Malicious bots are likely visiting your website. The question is, can you identify them in order to single them out and mitigate their attempts to steal data and hijack user IDs?
Here’s the truth. We live in the era of unavoidable bots. As Kleiner Perkins researcher Mary Meeker highlighted in her May 2017 internet trends report (via Recode), bot traffic on the web surpassed traffic generated by humans in 2016. Everyone operating a website is dealing with bots. Some of them, like a Google crawler, are welcomed, and some are insidious bots that want to execute account takeover attacks, steal customer credit cards and illegally empty gift card balances. The real trick is knowing the difference between good bots, bad bots and humans.

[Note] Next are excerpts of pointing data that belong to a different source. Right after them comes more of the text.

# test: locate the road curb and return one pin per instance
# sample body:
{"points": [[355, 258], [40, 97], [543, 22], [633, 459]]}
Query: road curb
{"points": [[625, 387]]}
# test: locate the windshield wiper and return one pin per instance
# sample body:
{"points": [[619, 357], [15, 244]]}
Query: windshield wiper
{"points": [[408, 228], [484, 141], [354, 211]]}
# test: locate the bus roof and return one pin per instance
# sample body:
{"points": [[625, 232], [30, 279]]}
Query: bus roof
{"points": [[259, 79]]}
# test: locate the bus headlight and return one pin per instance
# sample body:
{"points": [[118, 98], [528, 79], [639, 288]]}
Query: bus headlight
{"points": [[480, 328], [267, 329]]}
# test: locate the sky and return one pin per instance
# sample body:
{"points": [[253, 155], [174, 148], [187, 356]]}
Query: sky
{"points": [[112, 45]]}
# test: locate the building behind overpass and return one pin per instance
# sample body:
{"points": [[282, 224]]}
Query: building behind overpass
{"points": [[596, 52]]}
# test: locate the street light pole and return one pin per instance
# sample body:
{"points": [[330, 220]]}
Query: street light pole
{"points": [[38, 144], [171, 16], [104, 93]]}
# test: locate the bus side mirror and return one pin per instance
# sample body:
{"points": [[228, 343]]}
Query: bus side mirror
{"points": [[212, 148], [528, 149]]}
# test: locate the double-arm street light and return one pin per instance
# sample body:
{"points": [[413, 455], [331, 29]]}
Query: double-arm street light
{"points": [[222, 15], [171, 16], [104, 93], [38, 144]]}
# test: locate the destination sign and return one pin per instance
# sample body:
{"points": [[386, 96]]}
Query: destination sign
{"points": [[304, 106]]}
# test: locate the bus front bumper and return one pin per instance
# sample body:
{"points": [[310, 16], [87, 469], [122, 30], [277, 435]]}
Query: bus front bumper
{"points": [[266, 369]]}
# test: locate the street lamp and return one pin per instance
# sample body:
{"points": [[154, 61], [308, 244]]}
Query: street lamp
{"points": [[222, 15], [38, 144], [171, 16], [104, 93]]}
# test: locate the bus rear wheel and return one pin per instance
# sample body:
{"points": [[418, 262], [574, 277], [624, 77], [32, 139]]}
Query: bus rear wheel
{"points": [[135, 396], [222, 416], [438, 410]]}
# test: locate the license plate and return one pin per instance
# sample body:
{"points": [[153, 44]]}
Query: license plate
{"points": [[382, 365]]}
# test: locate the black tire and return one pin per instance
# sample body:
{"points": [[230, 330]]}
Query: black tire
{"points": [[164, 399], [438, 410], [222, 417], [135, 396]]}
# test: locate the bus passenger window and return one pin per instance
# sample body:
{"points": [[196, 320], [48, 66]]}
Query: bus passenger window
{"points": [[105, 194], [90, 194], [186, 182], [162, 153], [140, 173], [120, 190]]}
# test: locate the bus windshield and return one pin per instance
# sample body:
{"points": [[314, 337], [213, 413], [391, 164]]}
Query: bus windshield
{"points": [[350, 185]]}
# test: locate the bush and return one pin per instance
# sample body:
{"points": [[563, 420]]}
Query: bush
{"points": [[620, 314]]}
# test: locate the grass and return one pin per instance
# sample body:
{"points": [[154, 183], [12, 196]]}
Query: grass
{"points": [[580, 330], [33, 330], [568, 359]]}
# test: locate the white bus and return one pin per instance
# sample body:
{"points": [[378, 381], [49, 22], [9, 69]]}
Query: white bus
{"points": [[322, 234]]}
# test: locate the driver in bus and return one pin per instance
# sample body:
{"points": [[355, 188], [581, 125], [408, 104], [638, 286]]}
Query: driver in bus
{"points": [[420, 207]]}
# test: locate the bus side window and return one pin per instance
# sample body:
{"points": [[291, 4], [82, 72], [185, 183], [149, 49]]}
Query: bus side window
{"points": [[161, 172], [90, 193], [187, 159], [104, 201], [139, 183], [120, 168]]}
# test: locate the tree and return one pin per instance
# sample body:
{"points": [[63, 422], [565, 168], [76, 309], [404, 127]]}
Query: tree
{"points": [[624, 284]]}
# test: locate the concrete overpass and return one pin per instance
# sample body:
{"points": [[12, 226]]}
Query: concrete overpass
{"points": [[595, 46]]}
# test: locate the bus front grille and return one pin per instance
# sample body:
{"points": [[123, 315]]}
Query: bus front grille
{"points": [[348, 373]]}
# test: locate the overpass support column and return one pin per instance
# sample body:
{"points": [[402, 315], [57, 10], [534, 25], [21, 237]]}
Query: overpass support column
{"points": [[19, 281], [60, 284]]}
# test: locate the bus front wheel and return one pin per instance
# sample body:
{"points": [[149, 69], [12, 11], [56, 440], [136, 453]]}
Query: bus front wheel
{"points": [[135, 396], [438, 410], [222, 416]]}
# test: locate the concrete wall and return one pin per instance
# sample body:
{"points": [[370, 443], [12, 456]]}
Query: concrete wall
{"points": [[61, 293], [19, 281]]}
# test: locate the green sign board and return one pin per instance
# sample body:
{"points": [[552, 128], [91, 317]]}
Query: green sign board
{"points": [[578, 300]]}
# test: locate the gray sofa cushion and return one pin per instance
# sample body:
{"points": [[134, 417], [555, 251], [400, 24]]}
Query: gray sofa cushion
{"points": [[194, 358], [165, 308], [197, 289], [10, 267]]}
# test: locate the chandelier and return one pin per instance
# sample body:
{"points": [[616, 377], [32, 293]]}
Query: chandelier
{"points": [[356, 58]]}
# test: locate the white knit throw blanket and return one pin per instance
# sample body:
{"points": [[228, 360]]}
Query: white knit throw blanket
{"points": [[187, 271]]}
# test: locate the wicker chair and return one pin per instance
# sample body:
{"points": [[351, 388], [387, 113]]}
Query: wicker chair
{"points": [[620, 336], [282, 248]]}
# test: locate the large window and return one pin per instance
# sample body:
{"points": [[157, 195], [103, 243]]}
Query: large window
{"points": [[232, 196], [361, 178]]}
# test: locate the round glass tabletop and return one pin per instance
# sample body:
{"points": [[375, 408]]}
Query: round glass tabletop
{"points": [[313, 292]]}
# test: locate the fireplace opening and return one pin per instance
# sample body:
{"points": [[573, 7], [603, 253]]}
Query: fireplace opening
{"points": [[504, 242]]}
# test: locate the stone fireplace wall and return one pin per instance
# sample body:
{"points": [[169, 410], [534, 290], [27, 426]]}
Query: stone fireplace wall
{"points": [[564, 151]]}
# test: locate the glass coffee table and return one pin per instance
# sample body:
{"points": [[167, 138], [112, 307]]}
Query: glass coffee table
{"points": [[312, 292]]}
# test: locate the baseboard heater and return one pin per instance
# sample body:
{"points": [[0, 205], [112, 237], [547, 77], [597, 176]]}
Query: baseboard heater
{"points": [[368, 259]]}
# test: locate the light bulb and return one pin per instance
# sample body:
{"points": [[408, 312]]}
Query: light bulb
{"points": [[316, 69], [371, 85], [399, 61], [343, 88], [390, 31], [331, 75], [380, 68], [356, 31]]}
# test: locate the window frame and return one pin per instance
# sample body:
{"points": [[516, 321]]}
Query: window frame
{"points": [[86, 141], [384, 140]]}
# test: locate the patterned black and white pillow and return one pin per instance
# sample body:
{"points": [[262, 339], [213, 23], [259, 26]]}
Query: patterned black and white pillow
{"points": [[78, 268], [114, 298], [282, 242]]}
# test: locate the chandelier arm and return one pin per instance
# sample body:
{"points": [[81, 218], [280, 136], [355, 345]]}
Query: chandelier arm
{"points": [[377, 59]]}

Determining what is a good bot is pretty easy; they usually announce themselves and their intentions. That means understanding the difference between a dangerous bot and a normal human user is where the challenge lies.
Fortunately, bots behave differently than humans. That’s even true when a bot has taken over a browser and is piggybacking on a human user. What’s more, you don’t need to be a rockstar data scientist to recognize signals and anomalies that are likely caused by a wave of malicious bots.

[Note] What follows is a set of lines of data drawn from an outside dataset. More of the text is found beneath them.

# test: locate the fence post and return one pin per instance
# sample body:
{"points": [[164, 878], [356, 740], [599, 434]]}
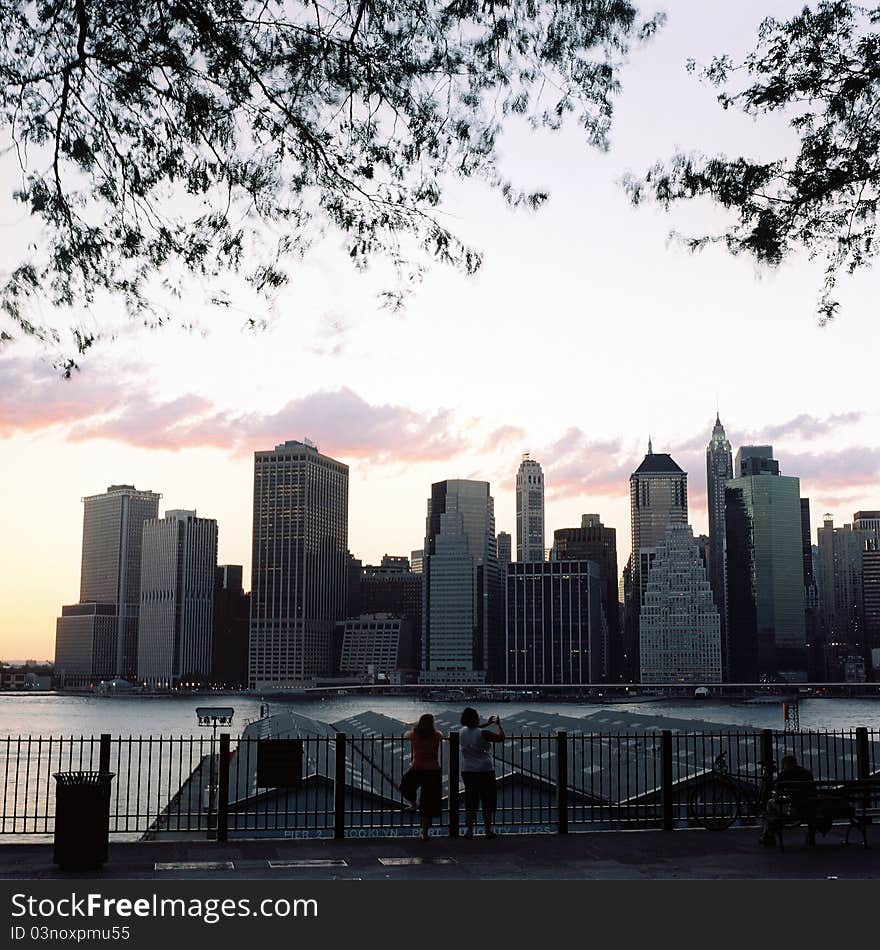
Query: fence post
{"points": [[666, 779], [454, 778], [339, 789], [562, 781], [104, 753], [862, 763], [223, 789]]}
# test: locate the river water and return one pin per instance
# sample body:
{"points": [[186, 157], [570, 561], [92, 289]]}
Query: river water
{"points": [[50, 715]]}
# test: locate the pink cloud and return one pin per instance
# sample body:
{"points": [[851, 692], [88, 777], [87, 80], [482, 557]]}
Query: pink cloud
{"points": [[34, 396]]}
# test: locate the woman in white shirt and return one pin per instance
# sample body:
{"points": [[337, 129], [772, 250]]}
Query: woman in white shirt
{"points": [[478, 768]]}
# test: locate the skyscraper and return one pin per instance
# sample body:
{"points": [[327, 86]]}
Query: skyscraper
{"points": [[461, 640], [592, 541], [529, 511], [840, 571], [232, 610], [867, 521], [299, 565], [658, 499], [97, 637], [765, 574], [719, 469], [679, 626], [554, 623], [176, 620]]}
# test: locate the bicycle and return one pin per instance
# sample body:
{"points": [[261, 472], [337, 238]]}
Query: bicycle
{"points": [[719, 801]]}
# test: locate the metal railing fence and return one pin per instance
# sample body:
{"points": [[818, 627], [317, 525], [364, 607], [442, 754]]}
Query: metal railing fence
{"points": [[182, 786]]}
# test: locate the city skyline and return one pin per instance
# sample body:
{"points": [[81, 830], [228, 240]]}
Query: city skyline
{"points": [[697, 517], [587, 291]]}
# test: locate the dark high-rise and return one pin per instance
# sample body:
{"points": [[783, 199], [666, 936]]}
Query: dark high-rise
{"points": [[97, 638], [719, 469], [658, 499], [393, 589], [554, 628], [592, 541], [299, 569], [461, 616], [231, 627], [765, 574]]}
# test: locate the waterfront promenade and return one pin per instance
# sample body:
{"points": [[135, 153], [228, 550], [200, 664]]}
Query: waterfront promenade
{"points": [[615, 855]]}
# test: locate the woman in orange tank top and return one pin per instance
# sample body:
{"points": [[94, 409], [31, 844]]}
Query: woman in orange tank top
{"points": [[424, 773]]}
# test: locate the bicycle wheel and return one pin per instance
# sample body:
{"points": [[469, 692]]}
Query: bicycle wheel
{"points": [[715, 805]]}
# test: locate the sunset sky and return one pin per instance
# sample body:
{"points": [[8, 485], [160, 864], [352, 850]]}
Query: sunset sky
{"points": [[585, 331]]}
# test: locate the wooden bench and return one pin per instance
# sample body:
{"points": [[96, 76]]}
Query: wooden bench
{"points": [[855, 801]]}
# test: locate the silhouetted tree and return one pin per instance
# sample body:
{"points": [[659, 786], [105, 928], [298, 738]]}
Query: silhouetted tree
{"points": [[155, 135], [823, 66]]}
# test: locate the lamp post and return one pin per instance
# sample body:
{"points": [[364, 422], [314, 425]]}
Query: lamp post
{"points": [[213, 716]]}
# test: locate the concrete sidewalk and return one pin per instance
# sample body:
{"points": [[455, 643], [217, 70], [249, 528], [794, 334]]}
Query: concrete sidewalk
{"points": [[609, 855]]}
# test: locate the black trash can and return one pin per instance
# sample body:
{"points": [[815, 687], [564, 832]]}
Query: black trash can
{"points": [[82, 819]]}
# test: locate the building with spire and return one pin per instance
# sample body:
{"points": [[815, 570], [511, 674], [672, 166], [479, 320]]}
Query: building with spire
{"points": [[461, 595], [658, 499], [765, 570], [529, 511], [719, 469]]}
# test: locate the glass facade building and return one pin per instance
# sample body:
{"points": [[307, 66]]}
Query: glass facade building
{"points": [[176, 619], [658, 499], [765, 577], [461, 586], [554, 623], [594, 542], [679, 625], [110, 578], [719, 470], [299, 571]]}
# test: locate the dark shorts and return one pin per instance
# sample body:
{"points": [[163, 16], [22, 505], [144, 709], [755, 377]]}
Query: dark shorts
{"points": [[479, 789], [430, 786]]}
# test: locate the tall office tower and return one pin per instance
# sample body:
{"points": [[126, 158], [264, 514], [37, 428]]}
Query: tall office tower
{"points": [[719, 468], [554, 627], [871, 602], [299, 568], [765, 576], [371, 646], [461, 639], [529, 511], [869, 521], [812, 621], [658, 498], [232, 609], [97, 638], [755, 460], [592, 541], [679, 626], [393, 589], [840, 592], [176, 621]]}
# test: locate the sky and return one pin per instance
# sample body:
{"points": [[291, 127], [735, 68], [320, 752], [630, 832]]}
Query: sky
{"points": [[586, 331]]}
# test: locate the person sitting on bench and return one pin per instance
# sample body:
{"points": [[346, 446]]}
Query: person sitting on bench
{"points": [[797, 783]]}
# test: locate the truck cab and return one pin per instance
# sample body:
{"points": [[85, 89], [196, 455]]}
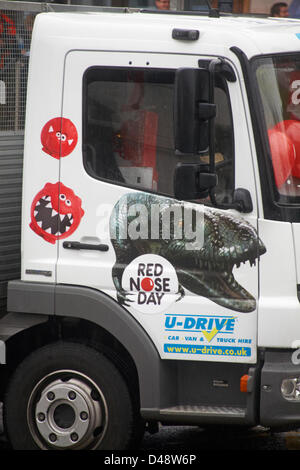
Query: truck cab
{"points": [[160, 221]]}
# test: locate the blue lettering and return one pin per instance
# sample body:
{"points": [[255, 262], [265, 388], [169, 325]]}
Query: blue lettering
{"points": [[189, 322], [170, 322]]}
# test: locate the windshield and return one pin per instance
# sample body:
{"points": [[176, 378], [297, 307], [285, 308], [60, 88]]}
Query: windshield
{"points": [[278, 81]]}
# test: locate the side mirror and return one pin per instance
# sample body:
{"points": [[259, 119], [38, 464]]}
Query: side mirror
{"points": [[192, 110], [191, 182]]}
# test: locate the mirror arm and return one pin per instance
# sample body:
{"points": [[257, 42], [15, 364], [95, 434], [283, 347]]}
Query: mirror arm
{"points": [[211, 68]]}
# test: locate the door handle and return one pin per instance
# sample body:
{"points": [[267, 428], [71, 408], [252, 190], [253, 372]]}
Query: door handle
{"points": [[85, 246]]}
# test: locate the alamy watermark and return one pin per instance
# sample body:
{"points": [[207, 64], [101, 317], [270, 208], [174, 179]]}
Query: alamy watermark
{"points": [[159, 222]]}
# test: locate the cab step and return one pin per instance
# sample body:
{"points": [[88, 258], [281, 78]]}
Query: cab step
{"points": [[198, 414]]}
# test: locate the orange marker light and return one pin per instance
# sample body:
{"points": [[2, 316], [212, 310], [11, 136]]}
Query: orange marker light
{"points": [[244, 383]]}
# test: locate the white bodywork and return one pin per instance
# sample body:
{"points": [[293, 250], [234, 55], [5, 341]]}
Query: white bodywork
{"points": [[63, 47]]}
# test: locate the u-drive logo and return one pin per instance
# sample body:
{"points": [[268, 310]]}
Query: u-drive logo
{"points": [[208, 325]]}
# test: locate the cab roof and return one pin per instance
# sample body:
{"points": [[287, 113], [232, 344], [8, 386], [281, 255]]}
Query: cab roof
{"points": [[148, 31]]}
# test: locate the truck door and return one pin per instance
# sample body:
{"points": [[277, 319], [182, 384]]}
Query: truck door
{"points": [[187, 272]]}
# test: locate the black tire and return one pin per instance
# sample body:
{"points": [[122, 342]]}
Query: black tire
{"points": [[100, 391]]}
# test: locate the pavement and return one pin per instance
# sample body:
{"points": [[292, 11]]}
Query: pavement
{"points": [[191, 439]]}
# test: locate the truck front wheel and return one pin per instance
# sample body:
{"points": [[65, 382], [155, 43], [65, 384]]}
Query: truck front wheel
{"points": [[68, 396]]}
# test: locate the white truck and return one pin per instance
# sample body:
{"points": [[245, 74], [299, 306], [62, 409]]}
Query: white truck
{"points": [[160, 242]]}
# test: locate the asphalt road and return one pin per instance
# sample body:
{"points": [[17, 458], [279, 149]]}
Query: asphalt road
{"points": [[179, 439]]}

Here are five simple indicators that your site may be besieged by evil bots:
1. An Increase In The Percentage Of Failed Login Attempts
Bots are frequently used for ATO attacks, where a botnet will attempt to take control of your users’ accounts by testing user-password combinations leaked from other sites. In this type of attack, botnets may attempt to validate millions of accounts per day. This activity tends to generate a boatload of failed login attempts, which is a classic sign of a bot attack. Analytics tools like Google Analytics and your access logs can easily generate reports that show an increase in the number of failed login attempts over time or visualize spikes in activity.

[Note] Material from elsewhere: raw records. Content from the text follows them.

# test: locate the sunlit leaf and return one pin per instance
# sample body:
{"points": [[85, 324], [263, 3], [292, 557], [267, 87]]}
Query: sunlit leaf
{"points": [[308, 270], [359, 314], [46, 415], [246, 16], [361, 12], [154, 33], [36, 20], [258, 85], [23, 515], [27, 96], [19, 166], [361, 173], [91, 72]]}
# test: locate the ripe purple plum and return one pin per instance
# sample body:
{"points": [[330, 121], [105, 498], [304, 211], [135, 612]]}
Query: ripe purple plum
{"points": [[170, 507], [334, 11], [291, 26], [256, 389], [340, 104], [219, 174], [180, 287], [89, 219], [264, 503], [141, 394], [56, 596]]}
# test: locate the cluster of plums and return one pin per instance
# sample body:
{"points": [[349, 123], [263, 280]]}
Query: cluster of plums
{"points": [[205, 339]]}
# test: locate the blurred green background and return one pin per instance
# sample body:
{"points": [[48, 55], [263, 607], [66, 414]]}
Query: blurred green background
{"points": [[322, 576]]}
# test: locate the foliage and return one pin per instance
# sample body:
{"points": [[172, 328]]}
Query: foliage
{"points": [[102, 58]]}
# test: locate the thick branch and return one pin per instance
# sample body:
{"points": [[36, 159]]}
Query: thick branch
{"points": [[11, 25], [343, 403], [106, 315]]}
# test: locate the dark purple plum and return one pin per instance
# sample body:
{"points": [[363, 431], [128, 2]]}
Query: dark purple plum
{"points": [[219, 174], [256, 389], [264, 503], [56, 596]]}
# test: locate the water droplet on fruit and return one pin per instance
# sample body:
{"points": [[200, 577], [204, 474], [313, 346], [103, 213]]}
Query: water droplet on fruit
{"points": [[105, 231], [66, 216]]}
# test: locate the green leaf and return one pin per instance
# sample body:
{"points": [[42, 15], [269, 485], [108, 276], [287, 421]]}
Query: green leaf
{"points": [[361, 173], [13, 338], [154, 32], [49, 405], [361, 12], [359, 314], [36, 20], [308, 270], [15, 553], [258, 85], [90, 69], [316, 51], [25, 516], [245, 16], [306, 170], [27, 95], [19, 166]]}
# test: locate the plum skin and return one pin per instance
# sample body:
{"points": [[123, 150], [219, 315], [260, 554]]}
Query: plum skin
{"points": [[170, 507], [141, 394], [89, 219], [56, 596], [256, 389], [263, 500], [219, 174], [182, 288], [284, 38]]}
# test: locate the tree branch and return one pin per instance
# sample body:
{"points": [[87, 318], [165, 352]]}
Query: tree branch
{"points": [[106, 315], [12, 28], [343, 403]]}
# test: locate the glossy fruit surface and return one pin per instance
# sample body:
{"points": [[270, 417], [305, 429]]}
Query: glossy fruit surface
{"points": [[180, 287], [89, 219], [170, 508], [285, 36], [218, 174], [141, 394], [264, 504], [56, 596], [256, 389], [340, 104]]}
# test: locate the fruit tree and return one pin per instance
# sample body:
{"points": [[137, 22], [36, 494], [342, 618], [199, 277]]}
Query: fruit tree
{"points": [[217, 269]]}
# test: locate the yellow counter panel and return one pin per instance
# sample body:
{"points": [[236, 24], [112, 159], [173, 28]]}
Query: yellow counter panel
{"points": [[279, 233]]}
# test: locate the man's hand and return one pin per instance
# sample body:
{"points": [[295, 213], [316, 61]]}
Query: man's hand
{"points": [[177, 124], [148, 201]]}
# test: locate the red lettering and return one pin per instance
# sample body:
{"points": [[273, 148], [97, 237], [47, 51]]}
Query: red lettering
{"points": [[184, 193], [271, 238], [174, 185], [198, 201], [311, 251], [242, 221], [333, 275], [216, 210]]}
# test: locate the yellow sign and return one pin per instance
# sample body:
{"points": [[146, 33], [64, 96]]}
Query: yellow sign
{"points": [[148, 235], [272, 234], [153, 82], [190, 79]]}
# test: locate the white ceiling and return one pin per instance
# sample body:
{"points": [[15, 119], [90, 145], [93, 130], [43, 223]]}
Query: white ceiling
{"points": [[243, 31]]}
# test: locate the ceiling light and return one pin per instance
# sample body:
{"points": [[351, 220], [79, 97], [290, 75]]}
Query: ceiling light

2. A Big Increase In (Failed) Validation Of Gift Card Numbers
Another common target for fraudsters is stealing the value from legitimate gift cards. Gift card accounts are relatively easy targets. When attackers check the balance of a gift card and attempt to hijack it, companies do not request an account name, a billing address or any other personal identification information. This makes gift card accounts a perfect target for brute-force attacks that run through combinations quickly to look for valid pairs of card numbers and pin codes. Fraudsters use bots to execute these attacks. When an invalid pair is attempted, that generates a failed validation notification. If gift card validation failures suddenly trend up or spike, then you have a decent signal that the bots are trying to steal your customers’ gift card balances and resell the cards and pins on the dark web.